Summary: I am not sure if Shuttle needs this level of fidelity just yet, and if anyone would notice the difference at this time. But someday simulations using Shuttle might take different actions based upon UnreachableHost vs ConnectionRefused, so it might make sense to fix.
detail
I modified the axum example by adding a single line before the client request:
turmoil::partition("client", "server");
Doing so resulted in this output:
[...]
thread 'main' panicked at examples/axum/src/main.rs:71:15:
called `Result::unwrap()` on an `Err` value: Error { kind: Connect, source: Some(Custom { kind:ConnectionRefused, error: "192.168.0.1:9999" }) }
[...]
Normally when trying to reach a TCP server via a partitioned network, a HostUnreachable error will occurr after a timeout period.

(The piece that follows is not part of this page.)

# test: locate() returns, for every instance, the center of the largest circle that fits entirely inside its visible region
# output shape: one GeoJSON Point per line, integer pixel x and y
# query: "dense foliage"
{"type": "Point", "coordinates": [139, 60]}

A ConnectionRefused occurr will not occur, because a ConnectionRefused occurr happens when a box receiving a TCP syn rejects it, because there is no listener or server running on that port.
This can be demostrated by using curl
from the command kine.
# in this first example, I am curling an IP address without a computer.
# thus there is nothing to respond. it will timeout after ~3 seconds, and return host unreachable
c@intel12400 ~/t/e/axum (main) [7]> time curl -vvvvv 192.168.86.33
* Trying 192.168.86.33:80...
* connect to 192.168.86.33 port 80 from 192.168.86.5 port 59648 failed: Host is unreachable
* Failed to connect to 192.168.86.33 port 80 after 3055 ms: Couldn't connect to server
* Closing connection
curl: (7) Failed to connect to 192.168.86.33 port 80 after 3055 ms: Couldn't connect to server
________________________________________________________
Executed in 3.06 secs fish external
usr time 6.04 millis 960.00 micros 5.08 millis
sys time 0.32 millis 315.00 micros 0.00 millis
# this second example shows when a connection refused occurs
# I am curling to a valid IP with a computer running, but nothing running on the port specified
# thus the computer receives the TCP syn request, but denies it, cause nothing is on the port
c@intel12400 ~/t/e/axum (main) [7]> time curl -vvvvv 192.168.86.5:8888
* Trying 192.168.86.5:8888...
* connect to 192.168.86.5 port 8888 from 192.168.86.5 port 41228 failed: Connection refused
* Failed to connect to 192.168.86.5 port 8888 after 0 ms: Couldn't connect to server
* Closing connection
curl: (7) Failed to connect to 192.168.86.5 port 8888 after 0 ms: Couldn't connect to server
________________________________________________________
Executed in 5.57 millis fish external
usr time 5.49 millis 701.00 micros 4.79 millis
sys time 0.23 millis 226.00 micros 0.00 millis
Good catch. There isn't a distinction between the network dropping the SYN and the recipient host dropping it today. I also noticed this path as well when a host doesn't exist: https://github.com/tokio-rs/turmoil/blob/main/src/top.rs#L227
Here is the path for partition: https://github.com/tokio-rs/turmoil/blob/main/src/top.rs#L341, where we drop the SYN and the oneshot
inside drops, failing the connect: https://github.com/tokio-rs/turmoil/blob/main/src/net/tcp/stream.rs#L88
Both of these issues are relatively easy to fix. Do you have any interest in cutting a PR? If not, I can get to this next week.
It looks like the HostUnreachable
error is only supported in nightly builds. It might be best to wait to bring this in until rust-lang/rust#86442 is finalized.